Creo que es la tercera vez que leo este escrito, pero a diferencia de las anteriores ahora te postearte algo,la razón del por que ahora no la sé :P.

Ese día que te hice el comentario de creer que tu forma de escribir se asemeja a la de Gabriel G.M
[Me convenzo mas que es así después de leer tus escritos] bueno volviendo al tema es que ese día se me olvido preguntarte si este escrito tenia alguna relación con la canción de Avril lavigne
"When youre gone"? Te juro que cada vez que lo leo esa canción suena en mi mente.

Me gustan mucho estos escritos el hecho de que estos relatos combinen la ficción con tus pensamientos..tu realidad hacen que la persona que los lea logre conectarse mas con ellos.

Aparte de pasar por este lugar también pase por tu otro rincón de escritura [flog] ese es muy Carrie!
yo creo que si tuvieras un espacio en alguna revista estoy egura que tendrias bastantes seguidores.

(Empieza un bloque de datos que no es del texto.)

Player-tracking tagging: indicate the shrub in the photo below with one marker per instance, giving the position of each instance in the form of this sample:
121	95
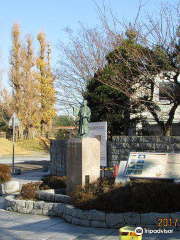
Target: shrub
54	182
28	191
135	196
5	173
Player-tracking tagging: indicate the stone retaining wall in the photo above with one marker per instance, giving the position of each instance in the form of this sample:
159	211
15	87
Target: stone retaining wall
51	197
91	218
119	148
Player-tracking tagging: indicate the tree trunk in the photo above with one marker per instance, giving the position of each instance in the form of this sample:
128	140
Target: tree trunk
168	131
127	117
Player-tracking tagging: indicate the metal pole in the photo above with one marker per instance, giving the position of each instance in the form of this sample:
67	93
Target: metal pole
13	122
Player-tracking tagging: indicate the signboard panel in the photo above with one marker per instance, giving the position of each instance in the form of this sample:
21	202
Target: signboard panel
147	165
99	130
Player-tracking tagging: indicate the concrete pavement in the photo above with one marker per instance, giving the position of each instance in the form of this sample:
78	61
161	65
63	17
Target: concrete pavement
16	226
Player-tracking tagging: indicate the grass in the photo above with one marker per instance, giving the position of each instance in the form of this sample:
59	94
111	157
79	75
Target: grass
6	147
36	144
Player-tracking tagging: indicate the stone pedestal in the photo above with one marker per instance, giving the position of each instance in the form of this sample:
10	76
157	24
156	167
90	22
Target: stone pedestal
82	162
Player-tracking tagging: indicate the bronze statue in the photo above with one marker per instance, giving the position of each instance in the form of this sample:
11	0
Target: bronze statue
84	114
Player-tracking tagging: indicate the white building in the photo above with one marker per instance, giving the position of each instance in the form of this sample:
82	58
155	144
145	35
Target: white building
163	90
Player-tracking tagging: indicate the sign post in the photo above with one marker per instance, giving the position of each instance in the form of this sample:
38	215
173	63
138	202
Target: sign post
14	122
99	130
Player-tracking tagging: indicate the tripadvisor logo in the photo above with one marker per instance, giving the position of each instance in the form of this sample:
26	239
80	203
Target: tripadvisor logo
139	231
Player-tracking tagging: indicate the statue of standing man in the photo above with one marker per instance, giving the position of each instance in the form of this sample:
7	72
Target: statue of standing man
84	114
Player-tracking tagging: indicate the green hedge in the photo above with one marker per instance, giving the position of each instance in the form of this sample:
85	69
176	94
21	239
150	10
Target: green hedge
135	196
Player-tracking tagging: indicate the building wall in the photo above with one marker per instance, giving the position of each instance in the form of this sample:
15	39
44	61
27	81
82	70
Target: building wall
164	105
118	149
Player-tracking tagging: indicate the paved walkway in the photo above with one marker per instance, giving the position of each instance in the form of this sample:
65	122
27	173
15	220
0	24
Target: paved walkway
16	226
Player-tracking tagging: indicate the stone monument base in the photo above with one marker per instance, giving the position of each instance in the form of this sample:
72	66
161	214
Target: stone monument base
82	162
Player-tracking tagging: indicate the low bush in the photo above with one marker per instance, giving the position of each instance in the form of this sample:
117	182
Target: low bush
5	173
54	182
28	191
135	196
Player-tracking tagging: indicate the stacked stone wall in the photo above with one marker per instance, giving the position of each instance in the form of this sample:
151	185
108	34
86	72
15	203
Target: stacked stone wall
121	146
58	157
117	150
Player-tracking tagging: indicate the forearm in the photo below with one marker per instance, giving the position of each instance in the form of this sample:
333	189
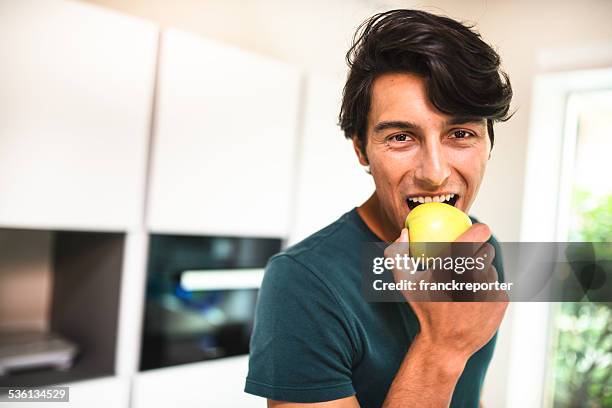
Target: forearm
426	377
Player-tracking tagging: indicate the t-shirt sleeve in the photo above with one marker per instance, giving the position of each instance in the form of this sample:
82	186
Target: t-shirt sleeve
301	348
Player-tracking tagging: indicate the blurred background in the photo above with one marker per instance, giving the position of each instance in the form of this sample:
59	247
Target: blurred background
154	154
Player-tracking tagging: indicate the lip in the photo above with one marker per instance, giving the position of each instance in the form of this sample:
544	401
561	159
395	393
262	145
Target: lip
455	204
431	194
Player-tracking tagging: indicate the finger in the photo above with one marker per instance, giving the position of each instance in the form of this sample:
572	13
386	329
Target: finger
403	236
487	253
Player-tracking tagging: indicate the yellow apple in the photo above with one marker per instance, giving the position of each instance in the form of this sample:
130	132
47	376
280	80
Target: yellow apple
434	222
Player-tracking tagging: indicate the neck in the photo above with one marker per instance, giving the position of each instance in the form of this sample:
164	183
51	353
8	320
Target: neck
374	217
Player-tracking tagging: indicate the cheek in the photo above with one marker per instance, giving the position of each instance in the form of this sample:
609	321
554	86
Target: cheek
472	165
387	172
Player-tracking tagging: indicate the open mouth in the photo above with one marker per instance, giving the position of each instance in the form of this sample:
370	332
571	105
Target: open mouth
413	202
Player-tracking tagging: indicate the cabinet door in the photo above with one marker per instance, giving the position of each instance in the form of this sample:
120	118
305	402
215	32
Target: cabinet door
224	140
331	181
218	383
75	105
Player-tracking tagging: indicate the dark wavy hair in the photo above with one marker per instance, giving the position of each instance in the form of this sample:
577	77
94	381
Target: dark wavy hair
462	71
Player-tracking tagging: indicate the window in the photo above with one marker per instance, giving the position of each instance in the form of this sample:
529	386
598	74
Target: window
580	364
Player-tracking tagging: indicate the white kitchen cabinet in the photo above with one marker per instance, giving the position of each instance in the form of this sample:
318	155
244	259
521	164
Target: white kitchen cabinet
99	393
76	87
217	383
223	155
330	179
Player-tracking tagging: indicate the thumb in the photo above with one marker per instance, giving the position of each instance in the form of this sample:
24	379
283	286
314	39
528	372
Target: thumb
403	236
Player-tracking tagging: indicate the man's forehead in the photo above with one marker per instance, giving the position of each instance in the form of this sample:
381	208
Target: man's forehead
402	97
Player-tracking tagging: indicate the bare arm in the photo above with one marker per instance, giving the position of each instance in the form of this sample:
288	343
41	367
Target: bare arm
432	366
426	378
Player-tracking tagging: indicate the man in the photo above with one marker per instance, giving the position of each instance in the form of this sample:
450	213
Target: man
419	105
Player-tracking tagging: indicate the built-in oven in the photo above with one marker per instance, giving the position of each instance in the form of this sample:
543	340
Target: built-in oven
200	297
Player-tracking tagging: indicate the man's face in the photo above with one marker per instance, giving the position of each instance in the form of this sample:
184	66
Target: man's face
416	153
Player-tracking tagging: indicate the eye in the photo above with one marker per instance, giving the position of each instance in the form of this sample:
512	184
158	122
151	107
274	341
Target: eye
399	138
462	134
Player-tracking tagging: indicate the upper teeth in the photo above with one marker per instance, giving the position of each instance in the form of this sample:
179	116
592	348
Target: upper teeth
437	199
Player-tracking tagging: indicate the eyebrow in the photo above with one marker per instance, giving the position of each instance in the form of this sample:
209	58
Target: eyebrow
406	125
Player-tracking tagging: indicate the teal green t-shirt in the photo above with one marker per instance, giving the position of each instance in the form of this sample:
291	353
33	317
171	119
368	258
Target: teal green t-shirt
315	338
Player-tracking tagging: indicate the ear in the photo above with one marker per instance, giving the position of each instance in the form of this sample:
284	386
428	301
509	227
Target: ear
363	159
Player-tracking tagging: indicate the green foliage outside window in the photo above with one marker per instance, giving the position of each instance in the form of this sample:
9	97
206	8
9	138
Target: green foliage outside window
582	365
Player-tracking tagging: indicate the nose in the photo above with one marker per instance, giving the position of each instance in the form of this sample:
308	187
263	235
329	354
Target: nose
433	169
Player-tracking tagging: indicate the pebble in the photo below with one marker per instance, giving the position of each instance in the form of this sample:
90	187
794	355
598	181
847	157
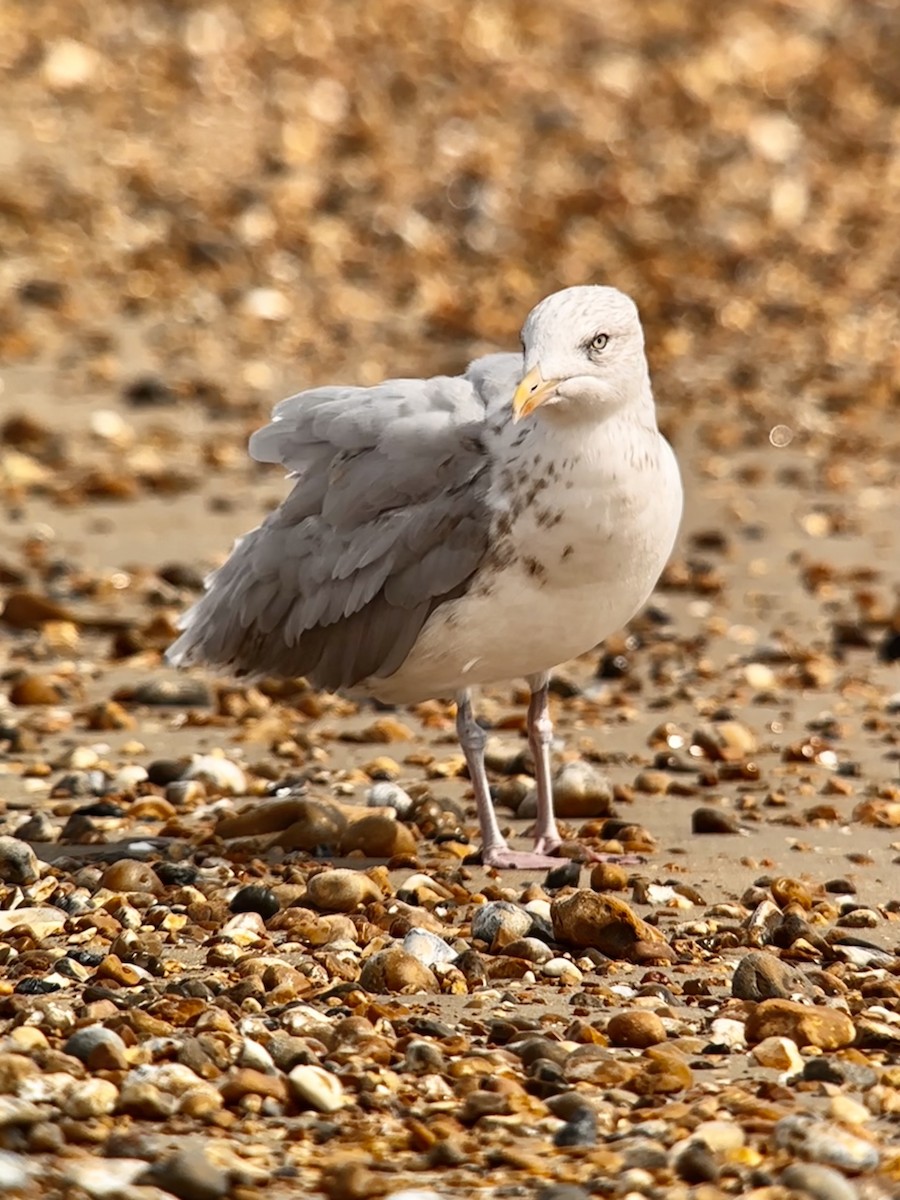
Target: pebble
827	1029
396	972
99	1048
637	1029
181	693
817	1182
378	837
819	1141
501	918
189	1175
562	969
581	791
609	877
762	976
165	947
221	775
90	1098
341	891
708	820
40	921
256	899
391	796
696	1163
131	875
103	1177
18	862
427	947
579	1131
15	1171
779	1054
317	1089
607	924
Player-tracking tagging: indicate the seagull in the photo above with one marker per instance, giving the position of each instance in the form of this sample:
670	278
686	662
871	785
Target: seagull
459	531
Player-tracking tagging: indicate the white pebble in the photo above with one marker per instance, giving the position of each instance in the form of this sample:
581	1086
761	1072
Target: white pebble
562	969
427	947
317	1087
780	1054
222	774
726	1031
389	796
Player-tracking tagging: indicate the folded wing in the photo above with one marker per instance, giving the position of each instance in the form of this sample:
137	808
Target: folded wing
385	521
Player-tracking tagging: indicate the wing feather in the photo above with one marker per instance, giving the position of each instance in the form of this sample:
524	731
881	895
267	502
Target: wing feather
387	520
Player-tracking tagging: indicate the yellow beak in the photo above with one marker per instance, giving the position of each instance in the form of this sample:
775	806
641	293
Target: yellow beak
532	391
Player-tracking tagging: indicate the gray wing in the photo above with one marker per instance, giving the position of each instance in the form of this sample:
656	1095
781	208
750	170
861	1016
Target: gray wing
385	521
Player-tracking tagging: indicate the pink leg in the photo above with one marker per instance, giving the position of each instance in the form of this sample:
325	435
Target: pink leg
495	850
540	738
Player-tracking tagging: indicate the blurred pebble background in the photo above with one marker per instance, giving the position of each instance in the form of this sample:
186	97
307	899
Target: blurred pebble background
220	203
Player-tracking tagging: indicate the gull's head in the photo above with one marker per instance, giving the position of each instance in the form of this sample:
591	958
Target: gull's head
582	347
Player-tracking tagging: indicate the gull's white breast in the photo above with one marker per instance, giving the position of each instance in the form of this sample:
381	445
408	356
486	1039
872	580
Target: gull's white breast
582	531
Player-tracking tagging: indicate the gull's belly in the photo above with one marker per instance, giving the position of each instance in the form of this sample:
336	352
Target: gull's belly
563	588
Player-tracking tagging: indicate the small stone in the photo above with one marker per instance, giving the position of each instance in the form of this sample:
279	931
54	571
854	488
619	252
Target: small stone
317	1089
387	795
721	1137
189	1175
341	891
696	1163
637	1029
181	693
221	775
653	783
786	892
849	1111
126	780
779	1054
532	949
567	875
15	1171
103	1177
300	823
843	1072
817	1182
247	1081
97	1048
762	976
609	877
708	820
821	1141
607	924
18	862
501	918
90	1098
163	772
394	971
579	1131
828	1029
726	741
37	828
40	922
562	969
581	791
427	947
378	837
33	691
131	875
563	1192
142	1099
255	898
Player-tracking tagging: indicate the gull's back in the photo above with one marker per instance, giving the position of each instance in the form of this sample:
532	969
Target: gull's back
385	521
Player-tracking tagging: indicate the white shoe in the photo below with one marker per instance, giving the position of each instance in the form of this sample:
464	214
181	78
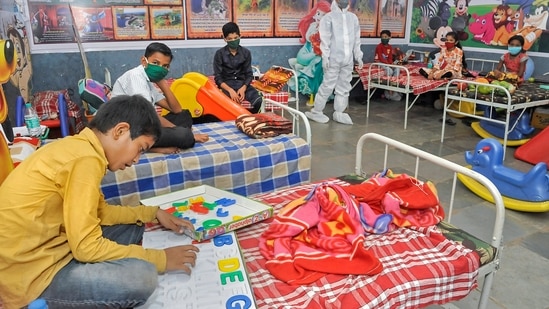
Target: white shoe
317	116
342	118
395	97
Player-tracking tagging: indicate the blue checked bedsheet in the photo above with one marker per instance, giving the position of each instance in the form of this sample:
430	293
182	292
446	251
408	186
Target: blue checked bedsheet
230	160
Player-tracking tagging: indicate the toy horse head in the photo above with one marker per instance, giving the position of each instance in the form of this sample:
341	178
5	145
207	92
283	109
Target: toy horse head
488	153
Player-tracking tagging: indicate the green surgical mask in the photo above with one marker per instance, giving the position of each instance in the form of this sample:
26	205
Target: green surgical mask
233	44
155	72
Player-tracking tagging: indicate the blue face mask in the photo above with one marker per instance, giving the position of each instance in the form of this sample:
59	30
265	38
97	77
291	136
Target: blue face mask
514	50
343	4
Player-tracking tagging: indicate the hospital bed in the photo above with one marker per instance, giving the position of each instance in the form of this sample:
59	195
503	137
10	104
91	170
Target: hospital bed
409	82
229	160
421	268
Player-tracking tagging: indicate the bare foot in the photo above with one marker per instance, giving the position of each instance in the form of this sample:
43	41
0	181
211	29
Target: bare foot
201	138
165	150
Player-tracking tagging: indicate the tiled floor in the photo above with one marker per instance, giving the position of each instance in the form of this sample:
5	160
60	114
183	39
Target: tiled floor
523	279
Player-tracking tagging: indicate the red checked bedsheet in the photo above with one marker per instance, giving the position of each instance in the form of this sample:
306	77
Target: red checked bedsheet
421	267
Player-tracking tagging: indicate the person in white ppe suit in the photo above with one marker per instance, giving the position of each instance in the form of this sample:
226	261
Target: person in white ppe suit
340	45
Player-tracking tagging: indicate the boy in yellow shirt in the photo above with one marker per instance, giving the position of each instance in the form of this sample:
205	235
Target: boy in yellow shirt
61	241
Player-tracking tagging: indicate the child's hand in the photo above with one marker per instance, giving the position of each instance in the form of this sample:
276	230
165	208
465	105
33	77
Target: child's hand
201	138
241	94
234	96
175	224
181	258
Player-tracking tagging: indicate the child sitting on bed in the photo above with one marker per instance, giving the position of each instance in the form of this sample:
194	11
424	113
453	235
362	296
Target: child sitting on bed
515	59
62	242
384	54
144	80
449	64
233	69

Creo que ambos estilos te traerían seguidores por un lado el de este blog que con relatos "ficticios" relacionados con la vida ,en muchos casos con el diario vivir nos introduces en una realidad paralela con las que muchas veces nos identicamos en cierto punto y el flog ,con preguntas que muchas que nos dejan pensando o simplemente nos demuestran que no somos los unicos que estamos pensando lo mismo y que no somos los unicos que andamos tras de respuestas.

Beshus
T.requiero

"When you're gone
The pieces of my heart are missing you"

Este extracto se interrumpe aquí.